A few days ago, I pondered the timeliness of Reagan’s death. After Friday’s internment in California, my pondering changed to certainty: America needed Reagan’s funeral.
For one week, we took the full measure of a great man who lived in our lifetimes: a man who strode across history’s plane with steps that challenged, but didn’t surpass, the founders. We needed to cry, to laugh, to reflect on a life well-lived. And we did.
We needed to know that people would drop their business for days to stand in long, hot lines to view a wooden box draped in a flag. We needed to reaffirm our cultural norms and mores that Reagan so exemplified: standing when a lady enters a room, holding the door for others, holding funeral services for a child’s goldfish with such aplomb that the child is moved to release its other goldfish from the surly bonds of earth. We needed to learn that deeply religious man can pray and perform acts of Christianity off camera. We needed to reflect on how great, good men did things.

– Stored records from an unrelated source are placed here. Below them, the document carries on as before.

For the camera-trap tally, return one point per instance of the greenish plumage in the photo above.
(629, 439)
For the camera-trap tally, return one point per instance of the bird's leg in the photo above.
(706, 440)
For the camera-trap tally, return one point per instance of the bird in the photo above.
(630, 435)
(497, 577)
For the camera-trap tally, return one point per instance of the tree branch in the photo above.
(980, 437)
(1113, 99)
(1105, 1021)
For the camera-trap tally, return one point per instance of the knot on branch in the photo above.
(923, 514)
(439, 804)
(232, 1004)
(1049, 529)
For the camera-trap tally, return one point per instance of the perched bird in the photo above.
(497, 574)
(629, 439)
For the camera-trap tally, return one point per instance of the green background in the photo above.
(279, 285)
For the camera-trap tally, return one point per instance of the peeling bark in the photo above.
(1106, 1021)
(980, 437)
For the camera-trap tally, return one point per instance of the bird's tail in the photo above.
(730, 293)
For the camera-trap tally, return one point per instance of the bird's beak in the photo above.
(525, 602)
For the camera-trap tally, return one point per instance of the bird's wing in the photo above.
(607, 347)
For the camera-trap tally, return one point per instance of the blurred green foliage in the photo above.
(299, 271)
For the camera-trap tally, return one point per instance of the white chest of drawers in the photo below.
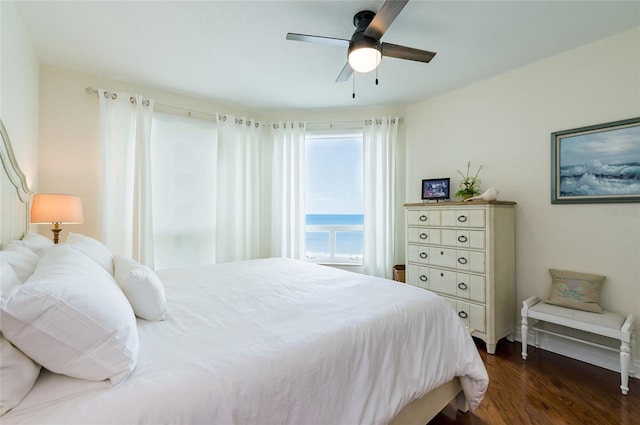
(465, 251)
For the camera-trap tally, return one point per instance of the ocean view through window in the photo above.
(334, 198)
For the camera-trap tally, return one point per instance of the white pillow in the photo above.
(21, 259)
(8, 279)
(18, 373)
(71, 317)
(142, 288)
(36, 243)
(93, 248)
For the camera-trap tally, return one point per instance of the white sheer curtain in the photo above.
(288, 190)
(380, 138)
(238, 205)
(125, 129)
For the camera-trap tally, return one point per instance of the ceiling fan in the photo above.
(365, 50)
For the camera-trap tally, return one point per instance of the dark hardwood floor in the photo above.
(547, 389)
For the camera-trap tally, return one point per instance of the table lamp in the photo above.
(56, 209)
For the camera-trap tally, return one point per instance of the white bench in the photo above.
(609, 330)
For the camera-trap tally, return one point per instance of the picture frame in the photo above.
(436, 189)
(596, 164)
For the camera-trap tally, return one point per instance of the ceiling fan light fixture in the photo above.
(364, 59)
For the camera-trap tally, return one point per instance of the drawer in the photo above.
(423, 235)
(418, 276)
(443, 281)
(462, 238)
(471, 287)
(418, 254)
(453, 258)
(463, 218)
(461, 285)
(472, 315)
(423, 218)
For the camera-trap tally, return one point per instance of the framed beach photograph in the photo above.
(599, 163)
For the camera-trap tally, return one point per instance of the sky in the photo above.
(609, 147)
(334, 176)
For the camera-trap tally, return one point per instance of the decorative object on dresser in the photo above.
(469, 185)
(466, 253)
(56, 209)
(490, 194)
(435, 189)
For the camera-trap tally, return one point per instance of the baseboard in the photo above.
(583, 352)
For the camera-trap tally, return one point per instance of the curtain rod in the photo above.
(330, 125)
(91, 90)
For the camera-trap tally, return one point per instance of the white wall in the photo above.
(19, 89)
(69, 150)
(505, 123)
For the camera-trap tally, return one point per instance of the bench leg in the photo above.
(625, 360)
(525, 334)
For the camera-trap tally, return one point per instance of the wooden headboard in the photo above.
(14, 194)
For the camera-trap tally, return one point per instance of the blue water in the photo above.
(597, 178)
(348, 244)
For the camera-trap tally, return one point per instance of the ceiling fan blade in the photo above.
(345, 73)
(409, 53)
(383, 19)
(318, 39)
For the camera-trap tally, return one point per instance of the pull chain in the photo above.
(353, 95)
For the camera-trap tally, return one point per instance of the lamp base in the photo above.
(56, 232)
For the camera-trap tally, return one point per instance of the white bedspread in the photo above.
(273, 342)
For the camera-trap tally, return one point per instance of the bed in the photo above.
(263, 341)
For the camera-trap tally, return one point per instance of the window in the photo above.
(183, 159)
(334, 198)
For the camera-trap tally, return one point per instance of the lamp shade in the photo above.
(364, 59)
(56, 208)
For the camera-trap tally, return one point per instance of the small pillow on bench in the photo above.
(580, 291)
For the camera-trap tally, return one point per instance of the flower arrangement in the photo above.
(469, 186)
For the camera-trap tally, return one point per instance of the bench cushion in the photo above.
(575, 290)
(605, 324)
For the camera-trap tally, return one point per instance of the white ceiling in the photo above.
(236, 51)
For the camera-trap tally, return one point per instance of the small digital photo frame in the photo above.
(435, 189)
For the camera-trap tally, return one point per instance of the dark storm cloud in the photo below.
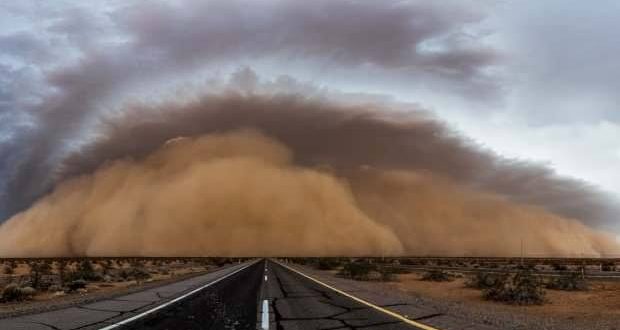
(121, 45)
(344, 138)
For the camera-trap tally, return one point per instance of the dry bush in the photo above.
(522, 288)
(359, 270)
(484, 280)
(569, 282)
(437, 275)
(14, 292)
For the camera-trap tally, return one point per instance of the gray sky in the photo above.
(534, 80)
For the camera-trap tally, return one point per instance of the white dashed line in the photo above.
(265, 315)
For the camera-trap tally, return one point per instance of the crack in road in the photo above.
(323, 297)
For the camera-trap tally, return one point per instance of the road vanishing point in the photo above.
(258, 294)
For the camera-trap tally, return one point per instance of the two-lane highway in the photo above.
(268, 295)
(260, 294)
(298, 302)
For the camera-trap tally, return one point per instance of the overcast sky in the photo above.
(528, 79)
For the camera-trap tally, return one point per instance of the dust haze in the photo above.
(246, 174)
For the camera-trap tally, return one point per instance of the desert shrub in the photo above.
(220, 262)
(327, 263)
(559, 267)
(8, 269)
(134, 274)
(54, 288)
(357, 270)
(608, 266)
(38, 269)
(13, 292)
(28, 292)
(76, 284)
(437, 275)
(484, 280)
(85, 271)
(568, 282)
(522, 288)
(388, 274)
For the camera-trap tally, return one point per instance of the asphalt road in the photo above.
(228, 304)
(255, 295)
(297, 303)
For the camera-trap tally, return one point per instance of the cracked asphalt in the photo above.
(297, 303)
(262, 294)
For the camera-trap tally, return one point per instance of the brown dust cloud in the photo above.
(248, 175)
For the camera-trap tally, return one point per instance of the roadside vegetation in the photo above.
(512, 281)
(32, 279)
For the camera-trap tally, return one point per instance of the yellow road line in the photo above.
(362, 301)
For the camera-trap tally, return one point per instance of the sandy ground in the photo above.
(601, 302)
(44, 300)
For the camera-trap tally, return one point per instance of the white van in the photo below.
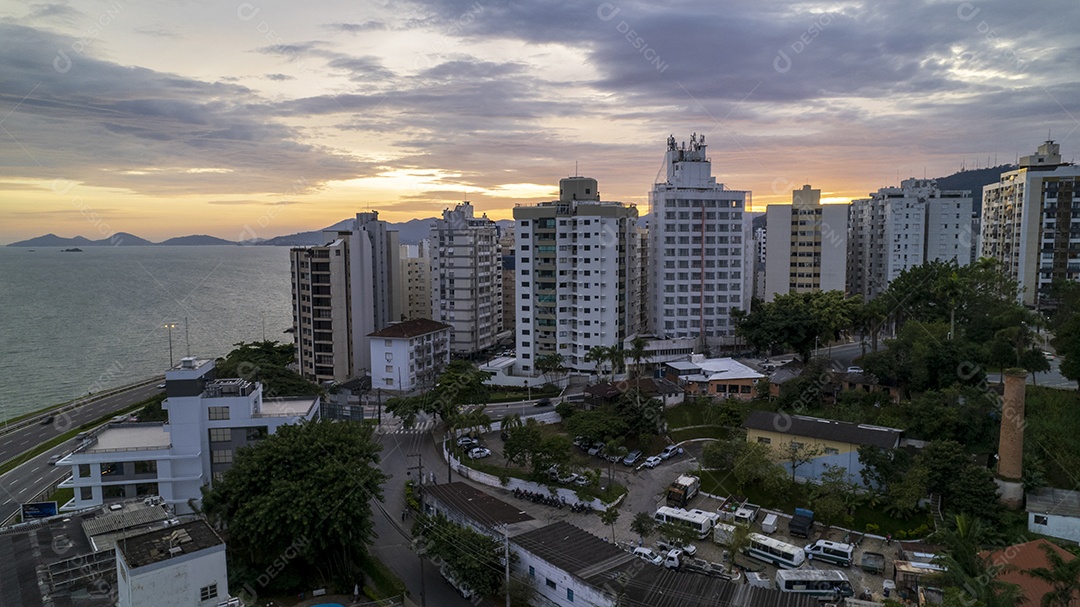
(837, 553)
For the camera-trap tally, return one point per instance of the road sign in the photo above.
(39, 510)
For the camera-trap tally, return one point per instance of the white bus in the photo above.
(699, 521)
(764, 548)
(781, 554)
(826, 584)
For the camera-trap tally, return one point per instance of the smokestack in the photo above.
(1011, 441)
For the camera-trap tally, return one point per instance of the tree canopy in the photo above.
(307, 488)
(266, 362)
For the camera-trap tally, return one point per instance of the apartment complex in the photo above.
(415, 284)
(509, 278)
(409, 354)
(467, 279)
(900, 228)
(208, 419)
(808, 245)
(1031, 223)
(343, 291)
(699, 251)
(578, 277)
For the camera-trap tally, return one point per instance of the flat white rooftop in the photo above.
(286, 407)
(132, 436)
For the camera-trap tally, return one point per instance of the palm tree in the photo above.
(597, 354)
(1063, 577)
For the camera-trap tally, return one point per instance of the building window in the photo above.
(146, 467)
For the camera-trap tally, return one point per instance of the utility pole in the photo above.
(505, 556)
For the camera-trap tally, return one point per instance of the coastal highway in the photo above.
(19, 440)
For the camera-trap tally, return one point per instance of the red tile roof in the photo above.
(1023, 557)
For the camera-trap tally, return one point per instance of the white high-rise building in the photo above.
(416, 280)
(700, 251)
(808, 245)
(900, 228)
(208, 419)
(467, 279)
(342, 292)
(1031, 224)
(578, 277)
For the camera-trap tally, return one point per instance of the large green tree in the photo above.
(798, 321)
(306, 489)
(266, 362)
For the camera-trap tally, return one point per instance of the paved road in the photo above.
(26, 481)
(24, 439)
(392, 545)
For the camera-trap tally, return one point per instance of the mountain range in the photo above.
(415, 230)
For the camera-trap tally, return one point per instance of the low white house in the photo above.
(409, 354)
(208, 419)
(1055, 513)
(176, 566)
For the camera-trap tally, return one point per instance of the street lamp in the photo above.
(171, 326)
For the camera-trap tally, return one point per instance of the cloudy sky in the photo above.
(258, 118)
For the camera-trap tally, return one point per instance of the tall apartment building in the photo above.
(900, 228)
(578, 278)
(1031, 223)
(808, 245)
(208, 419)
(509, 279)
(700, 258)
(343, 291)
(415, 284)
(467, 279)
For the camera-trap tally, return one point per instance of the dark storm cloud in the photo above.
(153, 133)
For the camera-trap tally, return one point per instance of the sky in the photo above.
(254, 119)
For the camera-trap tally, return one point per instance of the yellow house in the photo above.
(835, 443)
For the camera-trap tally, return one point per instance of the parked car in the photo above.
(477, 453)
(648, 554)
(667, 545)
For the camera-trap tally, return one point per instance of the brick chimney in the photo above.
(1011, 441)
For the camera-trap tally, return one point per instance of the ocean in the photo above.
(72, 323)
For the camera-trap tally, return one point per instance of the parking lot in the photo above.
(646, 490)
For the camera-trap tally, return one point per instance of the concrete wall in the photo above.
(1064, 527)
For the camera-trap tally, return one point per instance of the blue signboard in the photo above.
(39, 510)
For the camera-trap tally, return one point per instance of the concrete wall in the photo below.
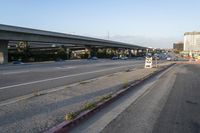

With all due and some undue respect to our current president, reviewing Reagan’s life reminds us all how small the men who’ve followed seem compared to Reagan. He was larger than life. I see images of President Bush standing with Laura at Reagan’s casket and can’t but wonder what’s going through George’s mind. _Ron, show me how you did it. Make me feel what you felt. Let me believe what you believed. Kneel down so I can climb onto your broad, powerful shoulders and see the horizon that you saw. _
Then I think: at least our president is humble enough to think such humbling thoughts. Would his opponent take the measure of man like Reagan and find himself wanting? Never. Would Clinton? No. But they need to more than Mr. Bush does.
And Americans need to.
Anyone who really reflected on Reagan and really measured himself against the man is better for it. The exercise produces an odd mixture of humility and confidence, loneliness and fulfillment. Most of all, it produces hope. The shining city on the hill is will glow forever. And we are the lights in its windows.